To date, Insilico Medicine has established offices or research teams in eight countries and regions worldwide, including the Generative AI and Quantum Computing R&D Regional Science Center unveiled in Abu Dhabi, United Arab Emirates, in early February.Moving forward, Insilico Medicine will continue to optimize its global layout, leveraging its Pharma.AI platform for AI-driven drug discovery and its AI-powered robotic laboratory to efficiently advance collaborative projects and internal pipelines toward clinical development.

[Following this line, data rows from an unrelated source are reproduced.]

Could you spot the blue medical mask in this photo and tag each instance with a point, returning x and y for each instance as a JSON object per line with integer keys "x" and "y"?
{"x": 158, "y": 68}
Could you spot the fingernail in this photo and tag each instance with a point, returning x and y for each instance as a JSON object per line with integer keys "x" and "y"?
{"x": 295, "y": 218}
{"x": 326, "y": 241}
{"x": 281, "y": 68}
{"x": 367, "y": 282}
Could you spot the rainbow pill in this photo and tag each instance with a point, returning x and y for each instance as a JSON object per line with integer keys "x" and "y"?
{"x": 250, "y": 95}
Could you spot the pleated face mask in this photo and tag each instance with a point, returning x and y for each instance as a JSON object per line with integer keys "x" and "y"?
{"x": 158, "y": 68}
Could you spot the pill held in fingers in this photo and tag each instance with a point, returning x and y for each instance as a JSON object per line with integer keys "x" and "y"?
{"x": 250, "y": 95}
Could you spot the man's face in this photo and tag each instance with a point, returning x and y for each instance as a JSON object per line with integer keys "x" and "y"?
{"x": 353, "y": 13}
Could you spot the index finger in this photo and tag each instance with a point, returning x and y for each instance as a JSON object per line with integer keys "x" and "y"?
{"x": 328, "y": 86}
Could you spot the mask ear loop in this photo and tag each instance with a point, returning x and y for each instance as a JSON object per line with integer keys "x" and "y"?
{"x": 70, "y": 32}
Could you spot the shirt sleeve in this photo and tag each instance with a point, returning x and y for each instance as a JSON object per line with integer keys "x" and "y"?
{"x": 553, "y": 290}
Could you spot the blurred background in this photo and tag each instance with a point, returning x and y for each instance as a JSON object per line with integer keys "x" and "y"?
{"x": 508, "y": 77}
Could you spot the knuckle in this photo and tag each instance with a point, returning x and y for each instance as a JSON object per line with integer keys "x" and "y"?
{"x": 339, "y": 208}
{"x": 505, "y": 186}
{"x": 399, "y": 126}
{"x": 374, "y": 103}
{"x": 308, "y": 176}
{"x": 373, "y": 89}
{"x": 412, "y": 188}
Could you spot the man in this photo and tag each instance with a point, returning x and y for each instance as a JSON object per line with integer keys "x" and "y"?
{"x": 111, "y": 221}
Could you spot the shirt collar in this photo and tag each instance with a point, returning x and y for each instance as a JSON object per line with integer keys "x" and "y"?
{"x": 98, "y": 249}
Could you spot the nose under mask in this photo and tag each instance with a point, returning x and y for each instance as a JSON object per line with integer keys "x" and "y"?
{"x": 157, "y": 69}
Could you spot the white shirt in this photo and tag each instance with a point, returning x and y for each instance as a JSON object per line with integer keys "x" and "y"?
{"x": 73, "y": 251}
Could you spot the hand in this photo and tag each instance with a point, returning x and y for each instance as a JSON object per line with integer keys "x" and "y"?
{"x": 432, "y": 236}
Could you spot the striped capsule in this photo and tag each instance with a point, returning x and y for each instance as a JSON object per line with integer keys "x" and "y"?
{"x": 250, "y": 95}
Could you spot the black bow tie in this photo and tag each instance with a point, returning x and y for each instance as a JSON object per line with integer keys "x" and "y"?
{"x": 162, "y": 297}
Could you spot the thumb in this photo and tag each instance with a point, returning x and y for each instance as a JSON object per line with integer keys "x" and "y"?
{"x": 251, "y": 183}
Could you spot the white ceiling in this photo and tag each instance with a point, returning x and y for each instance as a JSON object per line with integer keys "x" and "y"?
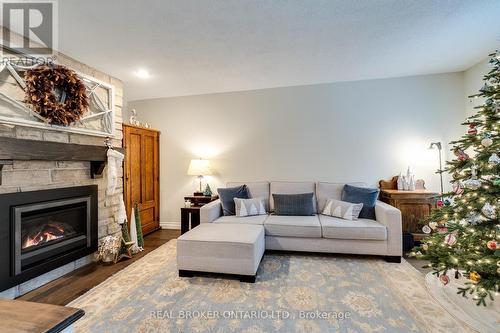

On the Verge of the “Era of Clinical Research”: A Deep Understanding of Drug Regulatory Philosophy Is Key

 

It can be seen that,The aforementioned five AI-driven pharmaceutical companies have continuously achieved breakthroughs in upgrading their AI technology platforms, discovering preclinical candidates (PCCs), conducting clinical trials, forging domestic and international business collaborations, and establishing integrated dry and wet laboratories. Driven by technological advancements, competitive dynamics among peers, and capital investment, China’s AI pharmaceutical sector has exhibited a vibrant landscape of “a hundred schools of thought contending” in recent years.

 

Across the AI-driven drug discovery industry, technology platforms are iterating toward greater precision, specialization, and efficiency, while the integration of AI with biologics is steadily strengthening.“Accelerating the advancement of drug pipelines into preclinical and clinical research stages” has also become the current development plan for various business models, including SaaS, CRO, Biotech, and Biopharma.

 

The ability of AI technology to “reduce costs and increase efficiency” in new drug development is already evident; the field is now entering an era of feasibility validation for AI-enabled innovative drug R&D.

 

On March 2, 2023, the FDA’s Center for Drug Evaluation and Research (CDER) released《Artificial Intelligence in Drug Manufacturing》Discussion Paper. This document addresses New Drug Applications (NDAs), Abbreviated New Drug Applications (ANDAs), and Biologics License Applications (BLAs). It outlines the regulatory scope and key emphases for AI-enabled drug development, focusing on cloud-based data quality, data management, AI applications, and model standards.

 

The FDA has fired the “first shot” in regulating AI-driven drug development, and targeted regulations are inevitably forthcoming as the industry enters the imminent “era of clinical research.” Therefore,Only AI-driven pharmaceutical companies that deeply understand the philosophy of drug regulation can move faster and go further.

 

According to statistics from VCBeat, the number of AI-driven pharmaceutical companies in China currently in the clinical research stage accounts for less than 20% of the industry’s total scale; however, based on the current pace of development of these enterprises,The industry as a whole will usher in an explosive period for “clinical research” from 2024 to 2026.. Therefore,In China, the competitive focus of the AI drug discovery industry is expected to expand over the next two years from AI algorithm technology platforms to encompass wet and dry laboratories required for preclinical research, as well as regulatory expertise and clinical trial design talent needed for clinical development.

 

As pioneers in the clinical application of AI-driven new drugs, companies such as Egrin Pharma and Insilico Medicine are poised to accelerate the development of China’s AI-innovated pharmaceuticals and offer constructive insights for industry advancement.